Data and Decision Models — How to use influence diagrams in a Data Science Project?

Original article was published on Artificial Intelligence on Medium

Data and Decision Models — How to use influence diagrams in a Data Science Project?

A step by step approach towards building an influence diagram

Photo by NEW DATA SERVICES on Unsplash

The Value Chain — An Overview

“Value Chain” is a widely used term that defines five key areas namely requirement analysis, design, implementation, testing, and evolution. Several such process models are relevant to data science however there is no right answer to which is the best. Multiple organizations like CSIRO, Pivotal (a big data company), and authors like Miller and Mork have proposed different models of this value chain to cater to a data science project. Their proposed models are not significantly different however are customized to cater to different business needs. The figure below illustrates the data model proposed by Miller and Mork (2013).

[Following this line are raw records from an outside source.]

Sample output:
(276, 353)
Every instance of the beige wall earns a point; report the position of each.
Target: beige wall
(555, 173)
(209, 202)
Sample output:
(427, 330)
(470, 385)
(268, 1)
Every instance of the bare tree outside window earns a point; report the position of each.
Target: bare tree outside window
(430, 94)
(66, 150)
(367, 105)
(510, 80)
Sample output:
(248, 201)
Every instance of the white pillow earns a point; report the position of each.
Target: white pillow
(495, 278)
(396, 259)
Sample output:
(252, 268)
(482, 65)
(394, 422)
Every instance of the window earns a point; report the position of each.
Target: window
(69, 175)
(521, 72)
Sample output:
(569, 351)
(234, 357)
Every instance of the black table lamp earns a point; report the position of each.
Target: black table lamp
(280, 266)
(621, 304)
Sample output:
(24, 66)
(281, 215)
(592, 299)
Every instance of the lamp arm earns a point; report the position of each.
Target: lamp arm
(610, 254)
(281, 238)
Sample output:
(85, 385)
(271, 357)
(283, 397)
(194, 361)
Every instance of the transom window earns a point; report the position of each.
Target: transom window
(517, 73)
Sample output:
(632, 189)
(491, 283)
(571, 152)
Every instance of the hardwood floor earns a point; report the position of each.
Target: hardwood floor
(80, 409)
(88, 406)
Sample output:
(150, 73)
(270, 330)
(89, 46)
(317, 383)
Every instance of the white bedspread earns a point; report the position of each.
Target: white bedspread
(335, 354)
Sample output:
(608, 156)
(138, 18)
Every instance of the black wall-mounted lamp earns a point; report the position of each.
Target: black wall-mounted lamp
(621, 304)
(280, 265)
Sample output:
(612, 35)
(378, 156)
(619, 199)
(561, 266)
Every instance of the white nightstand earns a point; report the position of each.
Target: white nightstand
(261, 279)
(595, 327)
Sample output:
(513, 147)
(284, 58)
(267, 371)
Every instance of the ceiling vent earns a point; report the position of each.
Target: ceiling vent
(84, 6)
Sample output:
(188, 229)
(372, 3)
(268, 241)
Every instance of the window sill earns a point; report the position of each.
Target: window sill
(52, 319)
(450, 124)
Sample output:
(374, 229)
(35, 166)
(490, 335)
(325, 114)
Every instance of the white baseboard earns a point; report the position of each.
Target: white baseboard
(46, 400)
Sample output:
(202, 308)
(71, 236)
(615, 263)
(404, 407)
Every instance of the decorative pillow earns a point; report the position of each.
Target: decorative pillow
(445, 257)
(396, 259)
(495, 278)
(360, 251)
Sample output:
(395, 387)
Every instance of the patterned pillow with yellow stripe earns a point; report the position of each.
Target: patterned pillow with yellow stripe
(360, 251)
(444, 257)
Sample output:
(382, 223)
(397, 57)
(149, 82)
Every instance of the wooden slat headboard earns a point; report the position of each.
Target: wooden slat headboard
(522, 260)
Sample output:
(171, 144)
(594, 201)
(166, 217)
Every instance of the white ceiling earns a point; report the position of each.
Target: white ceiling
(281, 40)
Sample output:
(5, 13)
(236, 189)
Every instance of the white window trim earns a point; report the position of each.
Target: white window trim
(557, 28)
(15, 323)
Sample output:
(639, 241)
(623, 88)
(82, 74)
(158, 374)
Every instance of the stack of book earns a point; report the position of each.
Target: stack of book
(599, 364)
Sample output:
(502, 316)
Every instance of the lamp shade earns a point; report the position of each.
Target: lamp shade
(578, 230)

The value chain of a data science project adapted from “From Data to Decisions: A Value Chain for Big Data,” in IT Professional, Miller and Mork (2013)

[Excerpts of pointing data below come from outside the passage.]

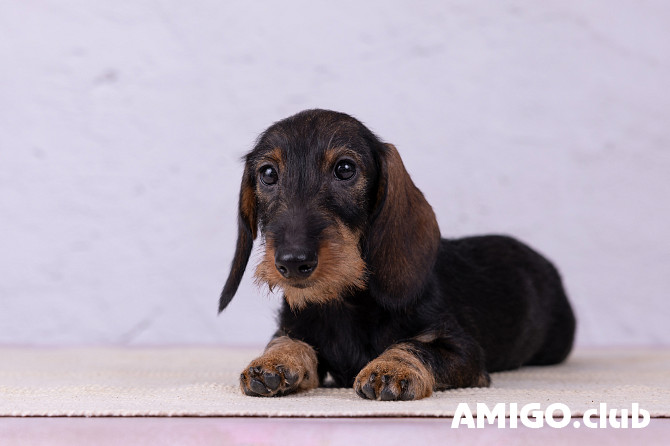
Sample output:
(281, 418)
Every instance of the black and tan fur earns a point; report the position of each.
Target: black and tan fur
(373, 296)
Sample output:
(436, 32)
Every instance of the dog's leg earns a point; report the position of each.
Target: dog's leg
(412, 370)
(285, 366)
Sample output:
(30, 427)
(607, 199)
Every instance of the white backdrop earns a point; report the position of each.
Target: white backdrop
(122, 124)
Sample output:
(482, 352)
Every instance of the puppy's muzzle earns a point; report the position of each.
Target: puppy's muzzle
(296, 263)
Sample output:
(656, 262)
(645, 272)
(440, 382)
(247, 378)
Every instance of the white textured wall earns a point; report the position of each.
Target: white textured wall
(122, 124)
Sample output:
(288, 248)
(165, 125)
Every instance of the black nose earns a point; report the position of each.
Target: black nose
(296, 263)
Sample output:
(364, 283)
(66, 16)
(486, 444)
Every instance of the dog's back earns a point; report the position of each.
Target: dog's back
(509, 298)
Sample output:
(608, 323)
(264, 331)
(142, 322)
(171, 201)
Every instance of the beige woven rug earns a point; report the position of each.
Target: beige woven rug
(203, 382)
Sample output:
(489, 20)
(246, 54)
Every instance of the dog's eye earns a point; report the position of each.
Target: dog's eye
(268, 175)
(345, 170)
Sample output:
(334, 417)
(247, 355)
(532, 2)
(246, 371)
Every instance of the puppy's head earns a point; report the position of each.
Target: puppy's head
(337, 212)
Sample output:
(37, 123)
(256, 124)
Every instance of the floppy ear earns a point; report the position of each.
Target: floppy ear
(246, 233)
(404, 236)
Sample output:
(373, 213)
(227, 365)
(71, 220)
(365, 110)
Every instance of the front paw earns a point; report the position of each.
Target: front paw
(396, 375)
(285, 367)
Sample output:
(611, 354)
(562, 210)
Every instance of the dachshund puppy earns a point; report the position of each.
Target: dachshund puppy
(373, 295)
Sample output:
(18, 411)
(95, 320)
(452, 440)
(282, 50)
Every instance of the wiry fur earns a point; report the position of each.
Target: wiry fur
(373, 293)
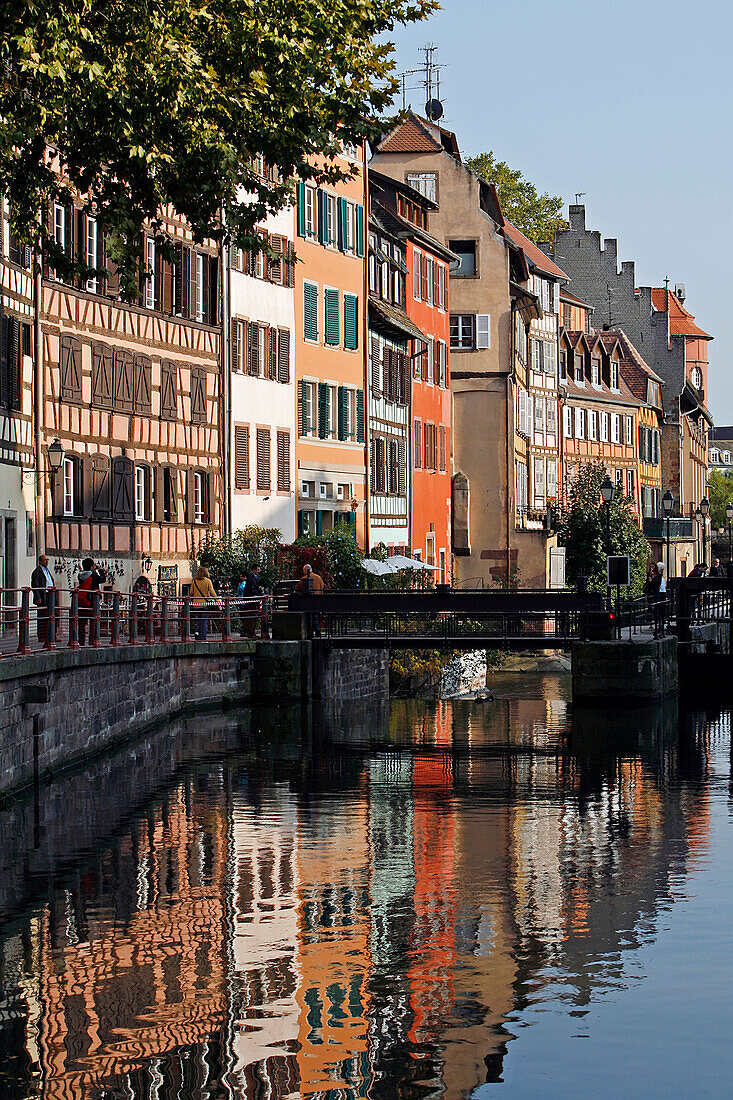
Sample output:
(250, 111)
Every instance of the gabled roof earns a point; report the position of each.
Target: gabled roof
(535, 256)
(415, 134)
(681, 322)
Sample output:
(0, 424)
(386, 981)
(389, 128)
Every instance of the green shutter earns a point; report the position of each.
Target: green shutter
(360, 231)
(350, 321)
(342, 224)
(331, 326)
(360, 416)
(323, 218)
(323, 410)
(310, 310)
(301, 208)
(343, 398)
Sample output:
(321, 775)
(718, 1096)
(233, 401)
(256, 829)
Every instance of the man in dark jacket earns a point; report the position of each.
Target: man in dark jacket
(41, 583)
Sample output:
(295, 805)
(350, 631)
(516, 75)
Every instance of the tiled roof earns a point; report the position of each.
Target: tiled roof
(681, 322)
(535, 255)
(409, 136)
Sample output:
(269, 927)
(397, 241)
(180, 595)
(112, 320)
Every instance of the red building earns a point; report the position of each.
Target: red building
(426, 305)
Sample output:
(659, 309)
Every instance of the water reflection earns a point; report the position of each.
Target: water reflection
(342, 904)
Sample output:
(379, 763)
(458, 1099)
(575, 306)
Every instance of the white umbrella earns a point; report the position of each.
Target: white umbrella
(398, 561)
(376, 568)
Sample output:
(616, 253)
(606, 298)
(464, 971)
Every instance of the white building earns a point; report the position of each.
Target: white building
(18, 520)
(262, 386)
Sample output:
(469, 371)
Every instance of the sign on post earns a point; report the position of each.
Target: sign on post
(617, 570)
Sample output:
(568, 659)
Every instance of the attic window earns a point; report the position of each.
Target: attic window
(467, 252)
(426, 183)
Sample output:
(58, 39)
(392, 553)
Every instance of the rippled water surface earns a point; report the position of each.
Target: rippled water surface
(422, 900)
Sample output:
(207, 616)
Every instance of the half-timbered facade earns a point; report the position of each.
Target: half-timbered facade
(18, 520)
(132, 394)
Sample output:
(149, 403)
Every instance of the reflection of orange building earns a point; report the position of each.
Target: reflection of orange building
(128, 994)
(334, 948)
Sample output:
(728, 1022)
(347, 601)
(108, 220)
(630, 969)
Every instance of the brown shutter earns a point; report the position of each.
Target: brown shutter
(197, 395)
(123, 491)
(100, 486)
(375, 365)
(142, 371)
(272, 341)
(241, 455)
(254, 348)
(284, 355)
(69, 356)
(168, 391)
(101, 375)
(122, 381)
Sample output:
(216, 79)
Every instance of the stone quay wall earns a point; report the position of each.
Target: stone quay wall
(61, 707)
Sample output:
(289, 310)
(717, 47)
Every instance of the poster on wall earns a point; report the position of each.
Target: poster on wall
(167, 580)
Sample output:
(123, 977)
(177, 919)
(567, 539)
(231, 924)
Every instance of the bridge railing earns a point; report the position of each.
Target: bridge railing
(66, 618)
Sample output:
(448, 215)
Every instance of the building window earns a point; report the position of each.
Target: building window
(69, 485)
(466, 252)
(91, 252)
(199, 286)
(426, 183)
(310, 311)
(199, 512)
(150, 277)
(309, 210)
(142, 476)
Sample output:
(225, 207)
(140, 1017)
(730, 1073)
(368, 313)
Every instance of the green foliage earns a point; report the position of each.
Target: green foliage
(170, 102)
(536, 216)
(226, 558)
(720, 491)
(582, 531)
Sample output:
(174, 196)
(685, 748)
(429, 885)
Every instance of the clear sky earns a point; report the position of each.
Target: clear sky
(627, 102)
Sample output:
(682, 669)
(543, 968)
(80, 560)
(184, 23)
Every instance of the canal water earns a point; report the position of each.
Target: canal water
(418, 900)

The Value Chain — Key Activities

In a nutshell value chain is often depicted as the series of activities performed to generate value for a project. These activities include data collection from multiple sources, cleaning, and wrangling, integration with the existing system, analyzing key performance indicators, and finally presenting the results to drive business value that aligns with the organization’s goal. A data scientist plays a key role across all the segments however in bigger organizations these roles are often predefined and they don’t overlap. For example big pharmaceutical and banking companies like Novartis Health Care Pvt. Ltd. or Common Wealth Bank, Australia have multiple predefined roles under a data science project where a data scientist is expected to analyze and present key narratives from the data only to different business stakeholders.

The Influence Diagram

When formulating and analyzing a problem statement a data scientist needs to understand the key levers that impact business decisions. Stakeholders, in general, are not familiar with data models or statistics hence there are scenarios when the model results might not align with their business intuition. This is where an influence diagram comes into the picture. An influence diagram is a visual display of how different known and unknown variables can impact business decisions which in turn regulates the outcome. An influence diagram allows you to have a 360-degree picture of the following.

  • The values one can generate from building a model
  • The additional information that is critical to the project
  • Cost of procuring this additional information
Influence diagram of a risk assessment model developed using Lucid Chart. This influence diagram was prepared as a stepping stone before solving the risk assessment problem from Kaggle.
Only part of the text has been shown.